Since each of the percentages given in the original question (55%, 60%) boost the expected value to slightly above 50%, I figured out the (multiplicative) factor that would produce 55% from 50%, and also the (multiplicative) factor that would produce 60% from 50%, respectively.

If...

55% = x * 50%

...then...

0.55 = x * 0.50

0.55/0.50 = x

1.1 = x

Therefore 55% is 50% boosted by the factor 1.1.

 

(2)

If...

60% = x * 50%

...then...

0.60 = x * 0.50

0.60/0.50 = x

1.2 = x

Therefore 60% is 50% boosted by the factor 1.2.

Therefore the expected value of 0.50 from playing an equal opponent with no color advantage should be boosted successively by factors of 1.1 and 1.2 (in any order) to take into account color advantage with playing strength advantage. Therefore the expected value with both of those boosts would be...
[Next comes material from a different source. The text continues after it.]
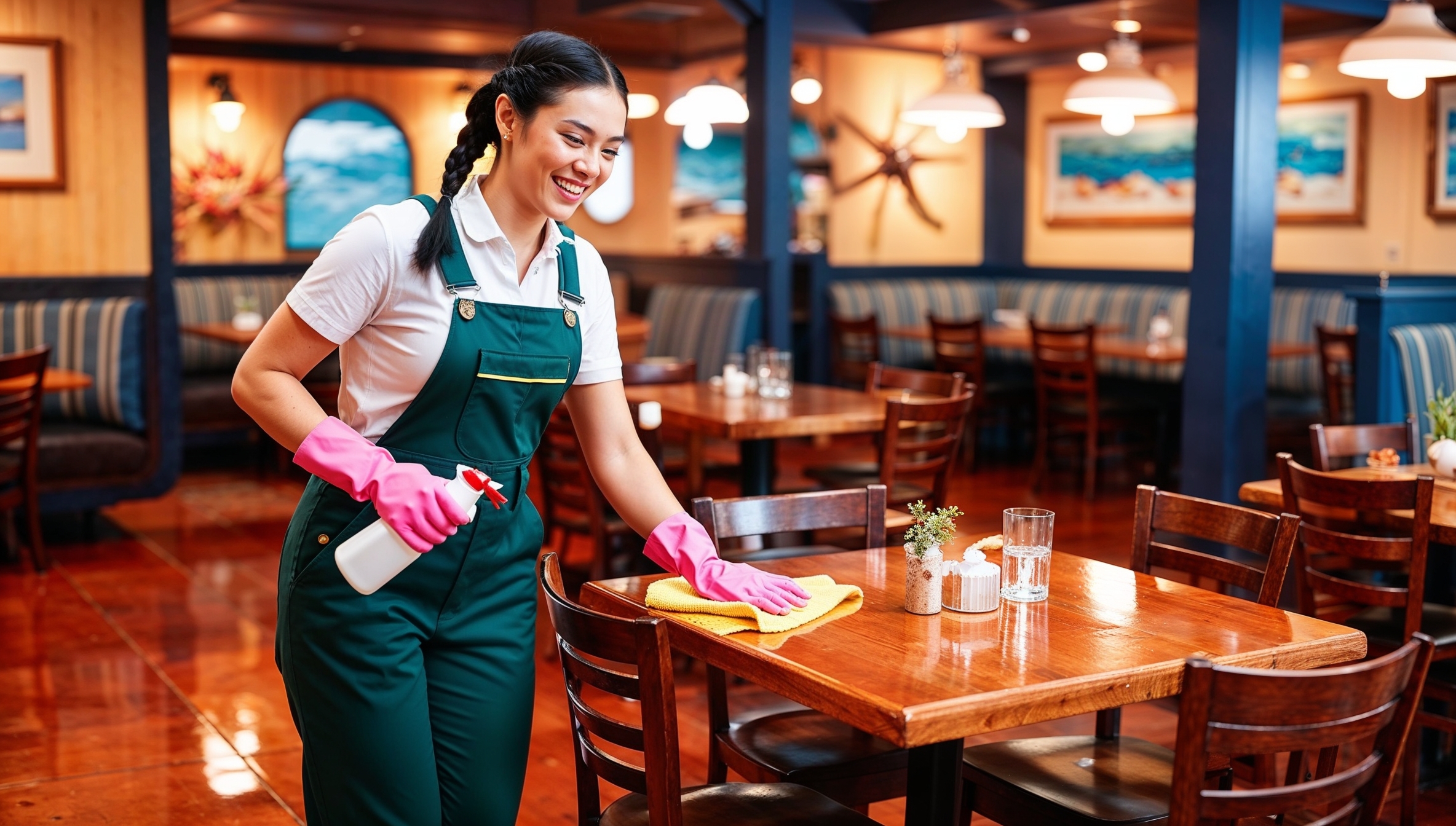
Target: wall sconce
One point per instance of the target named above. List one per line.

 0.50 * 1.1 * 1.2 = 0.66 = 66%

Oddly, I've never seen or heard of this method of figuring out such problems, but it generalizes nicely to any such problem. The key is to multiply your *expected value* (here 0.50) instead of 1.00, since that makes a huge difference in the answer. My light filter analogy was partly flawed since that model allowed only for light to be *reduced*, never boosted. If I'd started out with a 50% filter, then the analogy would have been quite accurate.

50Mark

He has a 60 % winning chance.It is the maximum winning chance that was spoted with considering one aspect and ignoring other aspect in the data collecting.So,this winning percentage always true in any system regardless other aspect exist in data collecting.If it isn't,then the 60% winning chance is fails in the beginning of data collecting. 


xming

100% CHANCE of of losing...or winning because ya jus don't know.

latvianlover

Sqod's method gives the correct answer. The higher rated player will win 66% of the time with white and 54% of the time with black, averaging to the original 60% advantage overall.

X_PLAYER_J_X


Sqod method is incorrect because he has based his method on numbers which the OP Bittrsweet gave him.

First lesson:  Know the source of your information to see how reliable it is!

The OP Bittrsweet made those percentages up with no base!

Which in laymens terms means the percentages and answers you came up with are completely useless.

If all you wanted to do was pick random percentages than I could of did that very simply.

Stronger player chance of winning: 51%

Weaker player chance of winning: 49%

 

The simple bases for the above percentages is:

You would expect the stronger player to win more than 50% of his games against the weaker player.

You would expect the weaker player to lose or come up short less than 50% of his games against the stronger player

 

 

However, even those percentages are completely useless because even strong players knowingly enter into inferior positions.

At which point the position itself has a percentage.